Among the few Republicans who didn’t walk out was state Sen. Brandon Beach, a GOP candidate for Georgia’s 6th District. Beach, who did not immediately comment, supported the vote to allow in-person only voting.

One reason for the GOP pushback is a matter of scheduling. Since there’s no set meeting time, staff members sent an online poll to try to get maximum turnout. Those who said they couldn’t make the date figured they could call in.

“When you have a meeting and people say they can’t make it, to have a maximum voice you need to let them vote by phone,” said state Rep. Chuck Martin, an Alpharetta Republican who was there. 

In a statement issued to the AJC, the authority said its staff “will continue to work with the elected officials representing Transit District 2 to facilitate another opportunity for leaders to meet and have an election to fill the current vacancy for the District as required by law. We are always ready and available to assist in helping to make the election process as seamless as possible.”
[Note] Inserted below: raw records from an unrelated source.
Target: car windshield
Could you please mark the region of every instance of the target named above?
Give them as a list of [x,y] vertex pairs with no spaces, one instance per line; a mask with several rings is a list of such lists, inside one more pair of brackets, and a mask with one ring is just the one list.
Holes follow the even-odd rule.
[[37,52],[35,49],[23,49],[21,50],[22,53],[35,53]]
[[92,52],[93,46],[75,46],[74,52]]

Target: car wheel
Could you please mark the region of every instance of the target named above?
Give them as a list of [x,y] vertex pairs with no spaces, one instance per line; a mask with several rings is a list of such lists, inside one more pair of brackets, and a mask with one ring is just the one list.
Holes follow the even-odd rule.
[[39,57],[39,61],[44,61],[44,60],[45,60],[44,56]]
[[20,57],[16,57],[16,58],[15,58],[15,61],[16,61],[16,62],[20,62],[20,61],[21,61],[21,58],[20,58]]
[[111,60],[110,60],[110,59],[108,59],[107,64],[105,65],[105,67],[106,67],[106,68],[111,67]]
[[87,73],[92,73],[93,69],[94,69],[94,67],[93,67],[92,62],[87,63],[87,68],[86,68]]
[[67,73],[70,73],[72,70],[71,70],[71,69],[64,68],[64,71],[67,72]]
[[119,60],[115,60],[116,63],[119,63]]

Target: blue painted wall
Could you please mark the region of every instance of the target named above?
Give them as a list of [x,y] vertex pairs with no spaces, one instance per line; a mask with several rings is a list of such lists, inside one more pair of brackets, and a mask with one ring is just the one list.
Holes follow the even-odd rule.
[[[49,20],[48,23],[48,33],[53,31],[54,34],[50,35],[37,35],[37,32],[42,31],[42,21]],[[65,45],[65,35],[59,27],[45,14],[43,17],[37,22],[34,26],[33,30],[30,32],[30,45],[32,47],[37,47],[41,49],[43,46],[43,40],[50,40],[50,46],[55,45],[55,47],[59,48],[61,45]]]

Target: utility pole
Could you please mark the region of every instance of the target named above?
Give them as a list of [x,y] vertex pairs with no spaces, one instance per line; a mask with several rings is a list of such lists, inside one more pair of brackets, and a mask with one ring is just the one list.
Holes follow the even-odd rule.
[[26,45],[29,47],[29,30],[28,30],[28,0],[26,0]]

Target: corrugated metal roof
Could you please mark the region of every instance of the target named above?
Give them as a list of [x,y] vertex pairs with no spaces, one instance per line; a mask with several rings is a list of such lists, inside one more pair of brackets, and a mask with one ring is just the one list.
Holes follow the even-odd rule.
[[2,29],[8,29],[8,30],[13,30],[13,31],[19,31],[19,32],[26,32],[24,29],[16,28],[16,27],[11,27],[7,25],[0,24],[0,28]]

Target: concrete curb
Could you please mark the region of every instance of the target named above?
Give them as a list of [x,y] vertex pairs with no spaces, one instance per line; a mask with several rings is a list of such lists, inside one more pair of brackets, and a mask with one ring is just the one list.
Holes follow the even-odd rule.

The dust up is one indication of how much is at stake as the new authority – dubbed the “ATL Board” – seeks to create a seamless regional transit system from the alphabet soup of transit agencies that provide service across the region.

Created by the General Assembly last year, the board oversees regional transit planning and funding. It will develop a regional transit plan by the end of the year.

Ten of the board’s 16 members are elected by district. Those voting include state and local elected officials from that district.

At least six candidates are seeking to fill the vacant spot on the ATL Board: Peachtree Corners City Council Eric Christ, transportation engineer John Karnowski, former MARTA General Manger Keith Parker, former Sugar Hill Mayor Gary Pirkle, Sugar Hill City Manager Paul Radford and Sierra Club board member Art Sheldon.